I've not tried the MAC ones but have had Nars Exhibit A put on me. I was really hesitant about her putting it on me, but was pleasantly surprised and want to buy it now.

So yes, I'm for red blushes ..if applied carefully. They won't suit everybody though.

What are the differences between Apple Red and Flame Red? Which is stronger?


----------



## Septemba (Feb 18, 2009)

Blushbaby does ExA throw a lot of orange?

I really want to get a red blush, I'm PPP but I think the contrast could be really pretty! 
	

	
	
		
		

		
		
	


	




I don't think any of the hardcore true reds aren't PRO in Aus


----------



## pianohno (Feb 18, 2009)

Quote:

   Originally Posted by *Blushbaby* 

 
_I've not tried the MAC ones but have had Nars Exhibit A put on me. I was really hesitant about her putting it on me, but was pleasantly surprised and want to buy it now.

So yes, I'm for red blushes ..if applied carefully. They won't suit everybody though.

What are the differences between Apple Red and Flame Red? Which is stronger?_

 
Personally, I find Apple Red stronger! It's such a gorgeous colour, caught my eye as soon as I went into the PRO shop 
	

	
	
		
		

		
		
	


	




 How is the colour pay off on the NARS ? Might have to go try it!


----------



## pianohno (Feb 18, 2009)

Quote:

   Originally Posted by *Septemba* 

 
_I really want to get a red blush, I'm PPP but I think the contrast could be really pretty! 
	

	
	
		
		

		
		
	


	


_

 
Yeah I love how it looks on pale skin (for the majority)! Don't think I could ever stray from my pinks though


----------



## GlamYOURUs (Feb 18, 2009)

If I want to look like a clown for a day, sure yeah.


----------



## doomkitteh (Feb 18, 2009)

I used to have premeditated ccb, and I loved it. It was the first blush I got and I used it for years.


----------



## MzzRach (Feb 18, 2009)

Applied properly, I think red blush looks amazing.  It can actually look incredibly natural.


----------



## pianohno (Feb 18, 2009)

Quote:

   Originally Posted by *GlamYOURUs* 

 
_If I want to look like a clown for a day, sure yeah._

 





 Yeah when not applied well it does remind me of this fellow ...





 Quote:

   Originally Posted by *doomkitteh* 

 
_I used to have premeditated ccb, and I loved it.
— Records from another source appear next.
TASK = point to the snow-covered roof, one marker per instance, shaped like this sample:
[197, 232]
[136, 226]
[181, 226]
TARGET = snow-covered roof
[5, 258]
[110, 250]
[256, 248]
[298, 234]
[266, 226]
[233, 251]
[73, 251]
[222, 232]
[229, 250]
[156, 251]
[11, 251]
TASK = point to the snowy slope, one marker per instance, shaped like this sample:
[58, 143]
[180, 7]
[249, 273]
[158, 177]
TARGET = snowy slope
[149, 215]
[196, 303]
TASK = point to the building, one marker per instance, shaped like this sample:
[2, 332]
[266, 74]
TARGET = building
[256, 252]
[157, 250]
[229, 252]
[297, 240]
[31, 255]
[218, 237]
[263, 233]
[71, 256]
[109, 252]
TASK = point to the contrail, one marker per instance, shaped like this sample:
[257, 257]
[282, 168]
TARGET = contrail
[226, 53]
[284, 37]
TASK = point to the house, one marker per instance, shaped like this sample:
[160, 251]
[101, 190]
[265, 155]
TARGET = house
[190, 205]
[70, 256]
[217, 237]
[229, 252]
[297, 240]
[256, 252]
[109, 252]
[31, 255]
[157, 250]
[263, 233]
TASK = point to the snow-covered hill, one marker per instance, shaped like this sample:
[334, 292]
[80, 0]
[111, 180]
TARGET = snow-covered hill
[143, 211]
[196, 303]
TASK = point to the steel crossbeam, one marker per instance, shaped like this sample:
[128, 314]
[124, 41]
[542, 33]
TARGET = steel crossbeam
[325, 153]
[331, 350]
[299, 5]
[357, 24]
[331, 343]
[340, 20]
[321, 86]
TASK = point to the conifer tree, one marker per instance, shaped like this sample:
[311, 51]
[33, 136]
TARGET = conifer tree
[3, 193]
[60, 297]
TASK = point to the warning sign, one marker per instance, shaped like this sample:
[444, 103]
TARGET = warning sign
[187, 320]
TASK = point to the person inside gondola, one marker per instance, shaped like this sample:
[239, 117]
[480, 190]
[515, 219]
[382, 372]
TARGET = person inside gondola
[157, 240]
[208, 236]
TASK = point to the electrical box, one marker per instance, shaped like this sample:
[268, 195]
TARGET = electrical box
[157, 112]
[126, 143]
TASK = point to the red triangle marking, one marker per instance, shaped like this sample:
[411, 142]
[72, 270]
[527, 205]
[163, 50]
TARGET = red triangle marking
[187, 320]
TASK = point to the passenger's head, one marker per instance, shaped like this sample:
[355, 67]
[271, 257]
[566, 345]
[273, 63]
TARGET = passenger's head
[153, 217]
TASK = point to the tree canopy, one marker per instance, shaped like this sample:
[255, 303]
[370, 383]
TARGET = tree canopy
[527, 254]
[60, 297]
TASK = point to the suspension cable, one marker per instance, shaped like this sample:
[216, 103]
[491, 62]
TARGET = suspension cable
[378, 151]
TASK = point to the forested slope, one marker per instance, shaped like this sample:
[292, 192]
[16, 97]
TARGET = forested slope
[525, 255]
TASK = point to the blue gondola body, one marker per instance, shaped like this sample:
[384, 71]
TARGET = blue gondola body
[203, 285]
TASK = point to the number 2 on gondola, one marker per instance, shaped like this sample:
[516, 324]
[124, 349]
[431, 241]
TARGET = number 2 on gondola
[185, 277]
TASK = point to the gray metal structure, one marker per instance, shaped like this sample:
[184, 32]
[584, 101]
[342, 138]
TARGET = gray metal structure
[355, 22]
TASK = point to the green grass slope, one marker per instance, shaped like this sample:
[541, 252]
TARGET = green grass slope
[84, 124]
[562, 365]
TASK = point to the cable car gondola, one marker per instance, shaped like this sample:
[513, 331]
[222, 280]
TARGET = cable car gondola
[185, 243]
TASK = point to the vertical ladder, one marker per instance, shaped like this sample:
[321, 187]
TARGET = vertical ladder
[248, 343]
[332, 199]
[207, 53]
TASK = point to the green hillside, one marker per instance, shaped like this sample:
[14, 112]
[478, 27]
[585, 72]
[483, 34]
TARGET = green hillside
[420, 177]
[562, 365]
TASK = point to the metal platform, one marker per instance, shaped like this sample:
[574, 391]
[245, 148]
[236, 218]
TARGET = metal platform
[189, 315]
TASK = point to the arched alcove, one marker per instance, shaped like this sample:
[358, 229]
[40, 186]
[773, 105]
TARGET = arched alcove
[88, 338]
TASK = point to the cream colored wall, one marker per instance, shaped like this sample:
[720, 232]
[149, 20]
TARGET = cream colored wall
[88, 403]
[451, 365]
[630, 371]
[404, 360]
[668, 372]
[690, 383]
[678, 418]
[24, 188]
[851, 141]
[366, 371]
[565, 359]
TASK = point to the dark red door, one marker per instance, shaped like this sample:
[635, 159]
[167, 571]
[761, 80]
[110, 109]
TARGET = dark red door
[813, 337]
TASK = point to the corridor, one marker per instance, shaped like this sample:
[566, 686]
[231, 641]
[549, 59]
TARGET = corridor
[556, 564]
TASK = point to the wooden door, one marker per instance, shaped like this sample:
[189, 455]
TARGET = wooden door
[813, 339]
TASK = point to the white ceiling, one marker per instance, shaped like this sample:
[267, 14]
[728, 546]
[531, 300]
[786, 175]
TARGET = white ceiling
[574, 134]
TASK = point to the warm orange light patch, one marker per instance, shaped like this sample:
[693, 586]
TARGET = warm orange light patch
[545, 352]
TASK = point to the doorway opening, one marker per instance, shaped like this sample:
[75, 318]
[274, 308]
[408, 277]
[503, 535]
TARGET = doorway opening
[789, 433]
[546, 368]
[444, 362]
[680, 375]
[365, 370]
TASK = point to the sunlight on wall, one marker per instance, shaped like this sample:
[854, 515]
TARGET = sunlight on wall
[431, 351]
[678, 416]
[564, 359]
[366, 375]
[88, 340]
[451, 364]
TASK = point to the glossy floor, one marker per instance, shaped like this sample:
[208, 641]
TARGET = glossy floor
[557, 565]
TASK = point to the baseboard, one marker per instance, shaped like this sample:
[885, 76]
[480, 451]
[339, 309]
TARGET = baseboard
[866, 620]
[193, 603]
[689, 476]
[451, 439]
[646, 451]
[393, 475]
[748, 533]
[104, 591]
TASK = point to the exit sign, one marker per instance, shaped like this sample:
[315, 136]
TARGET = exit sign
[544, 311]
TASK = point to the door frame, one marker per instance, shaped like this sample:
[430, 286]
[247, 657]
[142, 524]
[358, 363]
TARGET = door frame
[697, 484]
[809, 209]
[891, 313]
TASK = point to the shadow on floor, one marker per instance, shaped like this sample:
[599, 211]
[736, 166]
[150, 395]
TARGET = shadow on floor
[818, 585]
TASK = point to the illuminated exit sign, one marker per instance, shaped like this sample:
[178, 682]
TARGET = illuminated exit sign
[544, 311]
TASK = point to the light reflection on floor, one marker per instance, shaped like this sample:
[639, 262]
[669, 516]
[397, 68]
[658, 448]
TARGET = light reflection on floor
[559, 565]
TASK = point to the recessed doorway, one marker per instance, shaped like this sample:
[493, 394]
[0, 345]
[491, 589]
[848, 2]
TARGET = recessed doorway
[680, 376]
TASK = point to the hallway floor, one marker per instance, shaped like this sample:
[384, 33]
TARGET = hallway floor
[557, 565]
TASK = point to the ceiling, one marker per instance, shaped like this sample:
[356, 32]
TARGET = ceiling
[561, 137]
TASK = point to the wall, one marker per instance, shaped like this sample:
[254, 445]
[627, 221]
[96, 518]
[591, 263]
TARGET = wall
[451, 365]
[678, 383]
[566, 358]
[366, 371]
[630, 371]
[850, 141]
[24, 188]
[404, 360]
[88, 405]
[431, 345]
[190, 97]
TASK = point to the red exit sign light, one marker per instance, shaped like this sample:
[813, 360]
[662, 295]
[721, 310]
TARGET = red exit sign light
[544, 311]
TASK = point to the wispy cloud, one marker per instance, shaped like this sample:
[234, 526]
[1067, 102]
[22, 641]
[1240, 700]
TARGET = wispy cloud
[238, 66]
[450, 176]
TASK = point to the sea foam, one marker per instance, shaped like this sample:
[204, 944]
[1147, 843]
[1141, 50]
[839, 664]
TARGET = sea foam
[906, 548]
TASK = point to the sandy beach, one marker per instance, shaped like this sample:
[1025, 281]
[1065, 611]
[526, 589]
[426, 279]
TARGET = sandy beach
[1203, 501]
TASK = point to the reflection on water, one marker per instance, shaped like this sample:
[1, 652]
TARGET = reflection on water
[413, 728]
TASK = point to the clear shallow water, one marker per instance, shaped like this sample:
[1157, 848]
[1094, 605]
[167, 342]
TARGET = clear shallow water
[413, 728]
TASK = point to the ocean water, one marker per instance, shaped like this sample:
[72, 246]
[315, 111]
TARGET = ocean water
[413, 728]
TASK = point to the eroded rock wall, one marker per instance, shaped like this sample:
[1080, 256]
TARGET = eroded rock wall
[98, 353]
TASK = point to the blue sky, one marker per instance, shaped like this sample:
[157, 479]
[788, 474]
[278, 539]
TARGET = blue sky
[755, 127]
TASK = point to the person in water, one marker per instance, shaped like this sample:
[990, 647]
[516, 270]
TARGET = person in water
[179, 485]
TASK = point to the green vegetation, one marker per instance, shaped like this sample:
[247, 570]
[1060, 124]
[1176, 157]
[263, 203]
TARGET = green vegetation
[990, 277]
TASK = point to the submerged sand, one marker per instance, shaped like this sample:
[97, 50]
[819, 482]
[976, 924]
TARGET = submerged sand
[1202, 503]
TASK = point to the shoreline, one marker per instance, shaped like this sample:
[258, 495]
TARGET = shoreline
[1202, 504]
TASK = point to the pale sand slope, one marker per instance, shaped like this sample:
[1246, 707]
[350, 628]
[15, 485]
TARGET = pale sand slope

It was the first blush I got and I used it for years._

 
I can't say I've tried that CCB, I'll get swatching when I next hit MAC! 

 Quote:

   Originally Posted by *MzzRach* 

 
_Applied properly, I think red blush looks amazing.  It can actually look incredibly natural._

 
Yeah I totally agree, my mother naturally blushes a gorgeous reddy colour, so red blush applied on her just looks like she's not wearing anything but has a super healthy 'glow' to her!


----------



## GlamYOURUs (Feb 18, 2009)

lol This is just my opinion. I wouldn't dab my brush into something so bright or bold and apply it. That would be silly and scary! But personally, I do love bright colors, I just don't think I could pull off certain colors like red on cheeks, blue on lips (some people do, lol) and bright pink on the eyes. Again, this is just me.


----------



## M.A.C. head. (Feb 18, 2009)

I don't like flat out red blush but something like Merrily mineralized blush from MAC is great. 

I have a rouge from Ben Nye that is straight up RED and I never wear it. It's just not right LOL


----------



## MAC_Whore (Feb 18, 2009)

Application technique and tools make all the difference.  Certainly on really dark or really light skin tones, it will make more of a statement.  I like the option.   I use the following red MAC reg and pro blushes that are quite vivid and I am an NW20:




Salsarose 
Frankly Scarlet 
True Red 
Flame Red 

If you are applying a vivid blush, but go overboard, just buff some MSF Natural or Smashbox Halo powder over the top of it to tone it down.


----------



## IDontKnowMomo (Feb 18, 2009)

I loooove red blush :]
I'm NC25 and I think it looks great on my skin, when applied properly, of course.


----------



## OfficerJenny (Feb 18, 2009)

Hunger Red Cremeblush is gorgeousssss

Too bad it's DC'd ;_;


----------



## Septemba (Feb 18, 2009)

I think pretty much anything can look great (or crap) depending on the application and person wearing it. Red blush can be extremely beautiful! 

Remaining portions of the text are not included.